Après le Philadelphia Orchestra et le New York Philharmonic, la fondatrice et directrice artistique du Concert d’Astrée dirigera Pygmalion de Rameau, en janvier prochain, à l’opéra de Lille.

 
© Marianne Rosenstiehl

Êtes-vous plutôt peinture, objet, photo… ?
Je dirais plutôt peinture, bien que je sois très sensible aux objets, en particulier à ceux issus de l’artisanat. Ma mère, collectionneuse d’objets d’arts et de traditions populaires, abonnée à la Gazette, nous a transmis et légués nombre de pièces magnifiques, parfois insolites. Sa curiosité et la diversité de ses intérêts m’ont appris à apprécier différemment les objets qui nous entourent.
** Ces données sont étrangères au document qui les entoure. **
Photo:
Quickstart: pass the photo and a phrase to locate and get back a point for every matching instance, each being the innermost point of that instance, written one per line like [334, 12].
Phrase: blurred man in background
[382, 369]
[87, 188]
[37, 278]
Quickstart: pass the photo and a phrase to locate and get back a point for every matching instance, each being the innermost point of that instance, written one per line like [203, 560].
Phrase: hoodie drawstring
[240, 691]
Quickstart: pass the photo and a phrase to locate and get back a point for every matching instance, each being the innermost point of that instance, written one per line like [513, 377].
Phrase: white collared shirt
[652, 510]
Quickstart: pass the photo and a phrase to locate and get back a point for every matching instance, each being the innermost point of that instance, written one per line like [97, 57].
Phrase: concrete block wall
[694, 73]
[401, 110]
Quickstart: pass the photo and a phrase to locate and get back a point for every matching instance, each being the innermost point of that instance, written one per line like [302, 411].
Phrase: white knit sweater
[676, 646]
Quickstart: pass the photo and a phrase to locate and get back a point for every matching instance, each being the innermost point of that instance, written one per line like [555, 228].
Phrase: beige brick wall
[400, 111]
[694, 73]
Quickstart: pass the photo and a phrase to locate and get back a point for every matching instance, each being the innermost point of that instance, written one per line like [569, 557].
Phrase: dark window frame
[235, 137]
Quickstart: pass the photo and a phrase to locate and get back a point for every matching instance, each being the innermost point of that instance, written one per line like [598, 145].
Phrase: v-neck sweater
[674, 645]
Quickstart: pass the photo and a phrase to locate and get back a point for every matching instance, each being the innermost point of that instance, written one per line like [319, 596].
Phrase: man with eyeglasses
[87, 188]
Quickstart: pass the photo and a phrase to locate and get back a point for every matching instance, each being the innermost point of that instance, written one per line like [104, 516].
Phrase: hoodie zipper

Votre dernier coup de cœur culturel ?
Le Louvre-Lens, dont j’adore l’extraordinaire galerie du Temps. Et aussi la trilogie Vader. Moeder. Kind de la compagnie Peeping Tom avec laquelle je dois collaborer dans le futur : leur univers très personnel m’a bouleversée.
Une œuvre que vous aimeriez posséder ?
J’aimerais beaucoup avoir une des scènes de Marthe au bain de Bonnard, même temporairement ! La variété des couleurs et l’intimité des scènes me touchent beaucoup. Sinon, pourquoi pas un Patinir : la profondeur de ses paysages me ravit. Mais, à vrai dire, je trouve le choix difficile et prendrais bien aussi un Picasso, un Matisse, un Klee et un Bosch.
L’artiste qui vous touche ?
Ils sont nombreux, mais peut-être Picasso, en raison de la puissance de son talent, si incroyablement varié.
Tendance FIAC ou Biennale Paris ?
Plutôt FIAC, bien que je n’y sois plus allée depuis longtemps par manque de temps.
Existe-t-il un fil conducteur dans vos acquisitions ?
Oui, ce sont celles d’artistes qui m’entourent, d’amis de la famille comme le peintre espagnol Francisco Bores, ou le peintre hongrois Miklos Bokor.